Quiero agradecerte estos quince años juntos y las dos hermosas hijas que
engendramos. Las amo a mi manera y lo sabes. Sin embargo, ya no podía
soportarlo. Todo era estática contigo, conmigo, con nuestra vida. Estaba
muriendo hasta que ella llegó a rescatarme. Su cabello rubio, su mirada
enigmática y la forma salvaje con la que me hace el amor, eran lo que necesitaba
para recordar quién soy, para sentirme nuevamente vivo. La amo, como te amé a
ti alguna vez. Lo nuestro ya no funcionaba, pues a pesar de conocernos desde
hace mucho tiempo ya nos habíamos convertido en extraños. No éramos felices,
al menos yo no lo era, debes entender y dejarme ir.
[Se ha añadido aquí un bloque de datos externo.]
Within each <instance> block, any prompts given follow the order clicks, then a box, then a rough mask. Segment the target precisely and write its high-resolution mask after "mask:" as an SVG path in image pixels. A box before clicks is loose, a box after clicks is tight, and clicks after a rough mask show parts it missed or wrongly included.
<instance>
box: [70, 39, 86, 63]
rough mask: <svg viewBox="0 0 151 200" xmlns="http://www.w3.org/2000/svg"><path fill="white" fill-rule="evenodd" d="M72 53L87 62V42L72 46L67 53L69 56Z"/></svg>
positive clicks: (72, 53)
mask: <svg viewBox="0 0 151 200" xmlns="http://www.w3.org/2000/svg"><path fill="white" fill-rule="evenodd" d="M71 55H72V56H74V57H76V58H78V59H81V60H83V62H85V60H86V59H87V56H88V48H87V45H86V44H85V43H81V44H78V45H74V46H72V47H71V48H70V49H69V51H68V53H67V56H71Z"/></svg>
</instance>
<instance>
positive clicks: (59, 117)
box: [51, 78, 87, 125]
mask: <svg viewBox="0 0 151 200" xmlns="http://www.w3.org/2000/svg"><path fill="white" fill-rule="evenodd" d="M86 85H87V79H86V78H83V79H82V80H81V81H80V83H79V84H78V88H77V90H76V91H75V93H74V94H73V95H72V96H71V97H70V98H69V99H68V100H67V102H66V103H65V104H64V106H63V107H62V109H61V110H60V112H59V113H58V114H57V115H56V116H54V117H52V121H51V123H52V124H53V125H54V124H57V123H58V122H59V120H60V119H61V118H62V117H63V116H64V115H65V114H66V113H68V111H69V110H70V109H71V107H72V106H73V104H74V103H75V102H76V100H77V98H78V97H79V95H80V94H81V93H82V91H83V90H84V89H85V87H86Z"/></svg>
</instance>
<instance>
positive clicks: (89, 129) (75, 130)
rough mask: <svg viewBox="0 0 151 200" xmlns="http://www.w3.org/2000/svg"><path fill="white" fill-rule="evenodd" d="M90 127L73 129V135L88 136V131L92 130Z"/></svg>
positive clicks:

He tomado el dinero del
banco y empezaré una nueva vida, espero que hagas lo mismo; vuelve con tus
padres, encuentra a alguien más, alguien que sí pueda quererte como lo mereces.

Inventa un pretexto para que mis hijas no me odien, diles que las amé y las
amaré siempre, diles que no fui un mal hombre. Miranda, gracias por todo.

Espero puedas entender.

Ella cerró la carta, y disimulando las lágrimas de impotencia, se la devolvió al


detective. «Sí, es su letra», dijo con esfuerzo.

Después caminó a través de la masa de oficiales y curiosos que se habían


amotinado en ese punto de la ciudad. Avanzó con la melancolía sosteniéndole la
mano, los edificios la miraban, esperando que aquella mujer se desplomara en
cualquier momento. Finalmente llegó a la banda amarilla: ahí estaba el hombre
al que amó por más de quince años, tirado en la calle, con un orificio rojo en la
cabeza. Hombres de saco gris le tomaban fotos mientras algunos oficiales
recogían muestras del suelo con la cautela de un gato.

La rabia que le provocó la carta, ahora era una mezcla de lástima y amor
desgastado que caía frágilmente sobre el cadáver de su esposo. Miranda se
despedía en silencio, parada detrás de la banda amarilla, ignorando las preguntas
en forma de disparo que le hacían las personas a su alrededor…

En las afueras de la ciudad, un auto avanzaba a gran velocidad. En él viajaba una


hermosa mujer rubia, con una maleta repleta de dinero, acompañada de un
hombre joven y apuesto, con una pistola recién usada.